Leonard G. Abraham Award
Tai-Ann Chen received double-major B.S. degrees with the highest honor in Electrical Engineering and Industrial Engineering from National Tsing Hua University, Hsinchu, Taiwan, in 1989, and M.S. and Ph.D. from Purdue University, West Lafayette, Indiana, USA, in 1994 and 1998, respectively, both in Electrical Engineering.
He joined Lucent Technologies, Whippany, New Jersey, USA as a Member of Technical Staff in 1998, and is currently working on the algorithms design and analysis of the third generation cellular systems. His research interests include communication theory, wireless channel characteristics, multiple-antenna techniques, spread spectrum systems, and signal processing algorithms.
Michael P. Fitz received his B.E.E. degree (summa cum laude) from the University of Dayton, Dayton, Ohio, in 1983 and his MS and Ph.D. degrees in electrical engineering from the University of Southern California in 1984 and 1989, respectively.
He was employed at Hughes Aircraft Co., Fullerton, CA and TRW Inc., Redondo Beach, CA while in graduate school. In 1989, he accepted an Assistant Professorship with the School of Electrical Engineering at Purdue University and was promoted to an Associate Professor in 1995. He accepted a position as an Associate Professor at the Ohio State University (OSU) in Columbus, OH and began full time at OSU in 1997. His research is in the broad area of statistical communication theory. A major component of his research program is physical layer communications theory for mobile wireless communications. This effort focuses on modulation, coding, demodulation, synchronization, and equalization techniques optimized for mobile or vehicular digital communications. His current interests include space-time coding theory, channel estimation, synchronization and demodulation and decoding algorithms for narrowband and time division multiplexed wireless data transmission.

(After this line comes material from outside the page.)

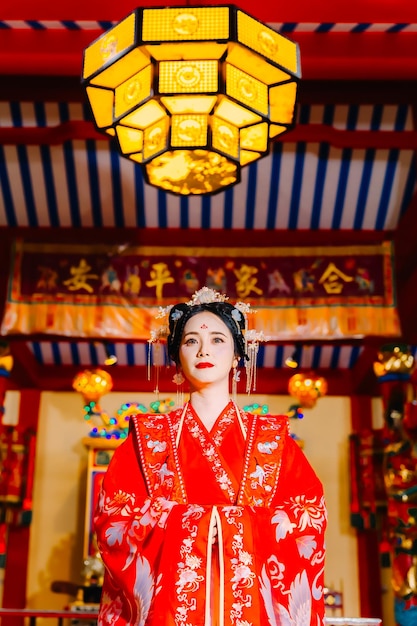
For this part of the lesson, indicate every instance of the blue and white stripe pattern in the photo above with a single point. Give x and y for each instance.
(305, 185)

Prof. Fitz is member of the Information Processing Systems (IPS) Laboratory at OSU and has directed the formation of the Wireless Communications Laboratory within IPS. The laboratory develops algorithms for, analyzes performance, and develops breadboard testbeds of wireless communication radio modems and networks.
Wen-Yi Kuo is the founder and CTO of Wiscom Technologies. He currently leads 3G WCDMA core technology development and the baseband chip design for WCDMA mobile terminals. His research areas are fading channel modeling, synchronization, diversity, receiver design, radio resource control and deployment optimization. From 1/95 to 4/99, he was with Lucent Bell Labs working on IS-95 and cdma2000 performance analysis and system engineering. During 4/99 to 5/00, he was with AT&T Labs-Research and led WCDMA investigations on spectrum efficiency, packet data and radio resource management.
Dr. Kuo holds 7 US patents and has another 36 patents pending. He is an Editor for IEEE JSAC - Wireless Series. Dr. Kuo received BS from National Chiao-Tung University, Taiwan, MSEE from National Taiwan University, and Ph.D. from Purdue University.
Michael D. Zoltowski received both the B.S. and M.S. degrees in Electrical Engineering withhighest honors from Drexel University in 1983 and the Ph.D. in Systems Engineering from the University of Pennsylvania in 1986.In Fall 1986, he joined the faculty of Purdue University where he currently holds the position of Professor of Electrical Engineering.
Dr. Zoltowski was the co-recipient of the IEEE Signal Processing Society's 1991 Paper Award. He is also a co-recipient of "The Fred Ellersick MILCOM Award for Best Paper in the Unclassified Technical Program" at the IEEE Military Communications (MILCOM '98) Conference. He is also the recipient of a Best Paper Award at the IEEE International Symposium on Spread Spectrum Techniques and Applications (ISSSTA 2000).He has served as an associate editor for both the IEEE Transactions on Signal Processing and the IEEE Communications Letters. Within the IEEE Signal Processing Society, he is currently a member of both the Technical Committee for Communications and the Technical Committee on DSP Education. In addition, he is currently a Member-at-Large of the Board of Governors and Secretary of the IEEE Signal Processing Society. He is a Fellow of IEEE.
Jimm H. Grimm received the B.S.E.E degree from Rose-Hulman Institute of Technology in 1990, the M.S.E.E degree from Illinois Institute of Technology in 1992, and the Ph.D. degree from Purdue in 1998.
While at Purdue he was a key figure in the design, analysis, implementation, and field testing of a prototype wireless mobile modem. From 1998-2000 he worked at Grayson Wireless on geolocation for wireless E911. He worked at Lucent from 2000-2001 on UMTS W-CDMA base station design. He is currently at Wiscom Technologies working on 3G handset design. His research interests include estimation theory, synchronization, and error control coding.